Connective Tissue Disorders Panel

Connective tissue disorders mainly involve three systems: musculoskeletal, ocular and cardiovascular. Connective tissue disorders include many conditions such as Ehlers-Danlos syndrome (EDS) and Marfan syndrome. Due to clinical overlap with other syndromes and disorders, diagnosis can be challenging (Armon and Bale. 2012. PubMed ID: 22916581; Vanakker et al. 2015. PubMed ID: 26002060).

This panel includes genes associated with variety of genetic conditions such as Ehlers-Danlos syndrome (EDS), cutis laxa, Marfan syndrome, Loeys-Dietz syndrome, Stickler syndrome, frontometaphyseal dysplasia, Larsen syndrome, and newly identified genes involving joint problems. Connective disorders are genetically heterogenous and can be inherited in an autosomal dominant (AD), autosomal recessive (AR), and X-linked (XL) manner.

See also individual gene test descriptions for information on clinical features, molecular biology of gene products, and spectra of pathogenic variants.

This test is predicted to detect a disease-causing variant in approximately 30% of individuals with familial thoracic aortic aneurysm and dissection (TAAD) (Milewicz and Regalado. 2017. PubMed ID: 20301299). This test is predicted to detect pathogenic variants in 22%-35% of Supravalvar aortic stenosis patients that do not have gross deletions in the ELN gene (Metcalfe et al. 2000. PubMed ID: 11175284; Micale et al. 2010. PubMed ID: 19844261). Deletions of 7q11.23 which encompasses the ELN gene are commonly found in individuals with Williams syndrome. This NGS test will detect copy number changes in the ELN gene.

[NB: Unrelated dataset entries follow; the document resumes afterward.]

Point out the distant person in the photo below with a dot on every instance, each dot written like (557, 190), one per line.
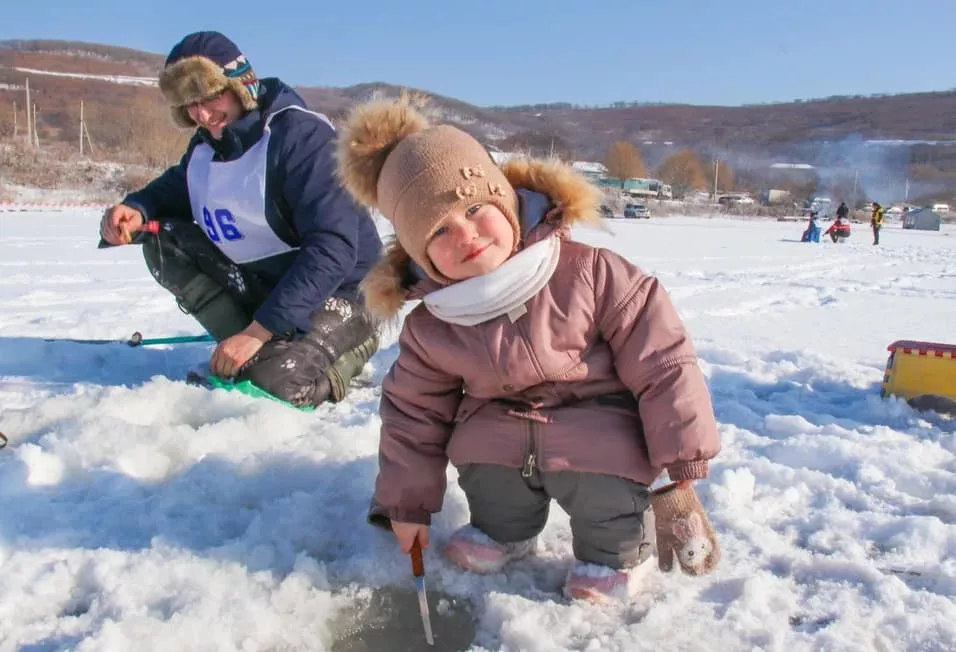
(876, 222)
(812, 233)
(257, 240)
(843, 210)
(542, 368)
(839, 230)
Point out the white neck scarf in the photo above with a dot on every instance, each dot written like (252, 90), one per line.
(501, 292)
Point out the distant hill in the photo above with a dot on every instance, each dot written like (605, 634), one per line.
(832, 132)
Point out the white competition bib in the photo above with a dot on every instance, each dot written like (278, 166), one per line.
(228, 199)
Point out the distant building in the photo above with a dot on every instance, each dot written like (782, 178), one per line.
(593, 171)
(637, 187)
(922, 219)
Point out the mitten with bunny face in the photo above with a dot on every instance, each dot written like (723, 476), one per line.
(683, 529)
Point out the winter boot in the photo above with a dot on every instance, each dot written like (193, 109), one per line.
(475, 551)
(348, 366)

COL3A1 pathogenic variants have been identified in approximately 95% of individuals with Ehlers-Danlos Syndrome (EDS) IV (Byers. 2019. PubMed ID: 20301667). COL5A1 or COL5A2 pathogenic variants have been identified in at least 50% of affected individuals with classic EDS (Malfait et al. 2018. PubMed ID: 20301422).

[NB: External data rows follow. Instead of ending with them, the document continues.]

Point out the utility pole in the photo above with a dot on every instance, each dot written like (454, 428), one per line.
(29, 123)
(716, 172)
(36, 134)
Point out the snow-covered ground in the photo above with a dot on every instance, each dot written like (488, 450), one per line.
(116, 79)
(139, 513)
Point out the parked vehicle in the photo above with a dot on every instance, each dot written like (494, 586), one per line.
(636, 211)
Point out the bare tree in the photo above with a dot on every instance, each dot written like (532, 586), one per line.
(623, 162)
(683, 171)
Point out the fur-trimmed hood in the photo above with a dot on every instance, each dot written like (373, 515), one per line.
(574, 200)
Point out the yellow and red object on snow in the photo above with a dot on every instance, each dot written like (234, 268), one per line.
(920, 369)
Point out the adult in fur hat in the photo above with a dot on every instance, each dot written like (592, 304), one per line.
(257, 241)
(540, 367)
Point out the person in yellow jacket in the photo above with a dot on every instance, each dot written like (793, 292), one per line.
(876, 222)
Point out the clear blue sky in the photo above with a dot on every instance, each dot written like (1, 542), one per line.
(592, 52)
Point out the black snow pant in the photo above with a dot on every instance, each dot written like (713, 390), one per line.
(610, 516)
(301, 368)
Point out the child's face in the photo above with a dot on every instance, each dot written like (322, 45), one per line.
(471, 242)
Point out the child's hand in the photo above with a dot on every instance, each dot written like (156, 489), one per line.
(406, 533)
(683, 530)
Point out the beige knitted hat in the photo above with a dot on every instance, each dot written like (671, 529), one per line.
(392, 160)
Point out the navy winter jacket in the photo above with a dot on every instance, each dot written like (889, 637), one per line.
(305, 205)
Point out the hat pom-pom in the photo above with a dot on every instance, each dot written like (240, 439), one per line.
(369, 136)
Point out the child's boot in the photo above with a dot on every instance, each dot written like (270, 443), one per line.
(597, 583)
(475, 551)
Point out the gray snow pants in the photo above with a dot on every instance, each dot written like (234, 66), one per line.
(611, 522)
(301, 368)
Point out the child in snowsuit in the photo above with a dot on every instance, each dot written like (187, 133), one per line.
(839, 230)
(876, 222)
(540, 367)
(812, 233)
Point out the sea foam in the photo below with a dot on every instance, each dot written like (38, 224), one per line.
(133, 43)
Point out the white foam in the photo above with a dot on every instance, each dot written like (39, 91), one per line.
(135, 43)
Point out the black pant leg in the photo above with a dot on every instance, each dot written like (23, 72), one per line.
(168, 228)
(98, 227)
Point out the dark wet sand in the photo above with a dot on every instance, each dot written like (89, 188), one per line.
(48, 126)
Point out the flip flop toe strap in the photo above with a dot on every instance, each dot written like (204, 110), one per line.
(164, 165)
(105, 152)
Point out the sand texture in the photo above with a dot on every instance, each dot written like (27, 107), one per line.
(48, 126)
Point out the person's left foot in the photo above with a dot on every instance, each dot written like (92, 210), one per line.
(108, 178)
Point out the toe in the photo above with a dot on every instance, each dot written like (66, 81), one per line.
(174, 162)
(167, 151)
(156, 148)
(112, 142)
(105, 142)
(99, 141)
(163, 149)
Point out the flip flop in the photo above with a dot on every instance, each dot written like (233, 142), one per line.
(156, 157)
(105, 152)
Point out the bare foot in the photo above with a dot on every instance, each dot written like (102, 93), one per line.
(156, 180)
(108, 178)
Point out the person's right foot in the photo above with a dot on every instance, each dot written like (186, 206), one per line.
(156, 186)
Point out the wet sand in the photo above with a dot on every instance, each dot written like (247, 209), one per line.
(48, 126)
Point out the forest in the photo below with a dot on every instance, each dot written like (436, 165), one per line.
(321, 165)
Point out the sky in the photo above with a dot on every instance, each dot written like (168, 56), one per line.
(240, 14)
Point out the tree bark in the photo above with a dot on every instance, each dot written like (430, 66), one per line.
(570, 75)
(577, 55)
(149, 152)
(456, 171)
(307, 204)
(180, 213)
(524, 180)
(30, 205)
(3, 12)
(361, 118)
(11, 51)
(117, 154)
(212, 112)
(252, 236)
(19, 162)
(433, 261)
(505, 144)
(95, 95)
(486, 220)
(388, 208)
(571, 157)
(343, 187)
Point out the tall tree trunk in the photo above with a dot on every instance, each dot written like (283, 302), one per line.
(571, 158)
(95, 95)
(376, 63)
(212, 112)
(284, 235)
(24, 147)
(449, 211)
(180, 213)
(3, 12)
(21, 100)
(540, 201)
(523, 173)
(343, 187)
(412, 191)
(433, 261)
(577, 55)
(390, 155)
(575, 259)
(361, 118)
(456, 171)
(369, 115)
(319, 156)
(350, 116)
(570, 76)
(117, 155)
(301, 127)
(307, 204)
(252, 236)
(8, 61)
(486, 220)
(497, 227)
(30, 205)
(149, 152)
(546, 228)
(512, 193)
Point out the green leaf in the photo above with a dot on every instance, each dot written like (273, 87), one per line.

Causative variants in COL2A1 and COL11A1 account for 80-90% and 10-20% of variants identified in autosomal dominant Stickler Syndrome (STL), respectively; causative variants in COL11A2 account for rare dominant cases. Causative variants in COL9A1, COL9A2, COL9A3, LOXL3, and LRP2 have been found only in a few families affected with autosomal recessive inheritance of STL syndrome (Robin et al. 2017. PubMed ID: 20301479; Schrauwen et al. 2014. PubMed ID: 23992033; Alzahrani et al. 2015. PubMed ID: 25663169).

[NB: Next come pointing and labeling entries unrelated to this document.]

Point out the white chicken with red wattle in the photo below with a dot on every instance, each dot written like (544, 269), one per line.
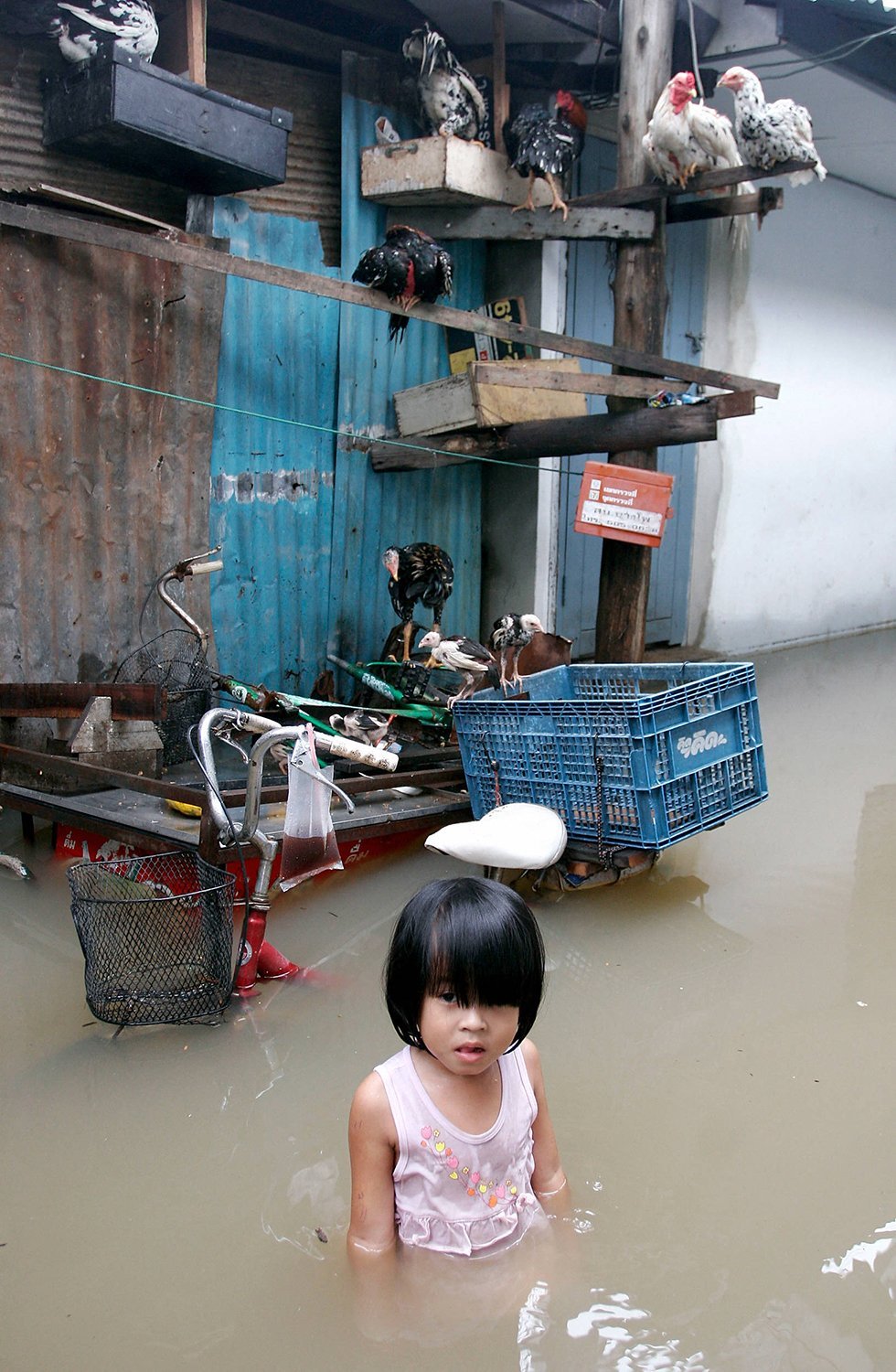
(462, 655)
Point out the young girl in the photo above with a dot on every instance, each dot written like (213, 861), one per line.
(451, 1141)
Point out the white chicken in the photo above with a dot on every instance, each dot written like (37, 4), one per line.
(684, 137)
(772, 134)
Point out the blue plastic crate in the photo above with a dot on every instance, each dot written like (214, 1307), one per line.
(679, 743)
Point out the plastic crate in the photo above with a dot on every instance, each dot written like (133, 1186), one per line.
(681, 748)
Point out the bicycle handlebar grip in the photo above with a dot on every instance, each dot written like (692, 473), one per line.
(356, 752)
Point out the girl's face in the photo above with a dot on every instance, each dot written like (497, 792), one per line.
(467, 1039)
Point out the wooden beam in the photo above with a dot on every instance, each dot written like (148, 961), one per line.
(500, 90)
(759, 202)
(550, 438)
(37, 220)
(586, 383)
(706, 181)
(66, 700)
(500, 222)
(197, 41)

The sensitivity for large deletions and duplications in the COL2A1, COL11A2, COL9A1, COL9A2, and COL9A3 genes is probably low, because only a few cases with large deletions and insertions involving these five genes have been reported (Van Der Hout et al. 2002. PubMed ID: 12204008; Human Mutation Database). However, large deletions in the COL11A1 gene were detected in six unrelated Stickler syndrome patients by MLPA (Vijzelaar et al. 2013. PubMed ID: 23621912).

This test is performed using Next-Gen sequencing with additional Sanger sequencing as necessary.

This panel typically provides 97.7% coverage of all coding exons of the genes plus 10 bases of flanking noncoding DNA in all available transcripts along with other non-coding regions in which pathogenic variants have been identified at PreventionGenetics or reported elsewhere. We define coverage as ≥20X NGS reads or Sanger sequencing. TNXB exons 32-44 are not analyzed due to multiple close copies of these sequences in the genome. If full coverage of TNXB is needed, we can offer that enhancement for an additional cost.

Dependent on the sequencing backbone selected for this testing, discounted reflex testing to any other similar backbone-based test is available (i.e., PGxome panel to whole PGxome; PGnome panel to whole PGnome).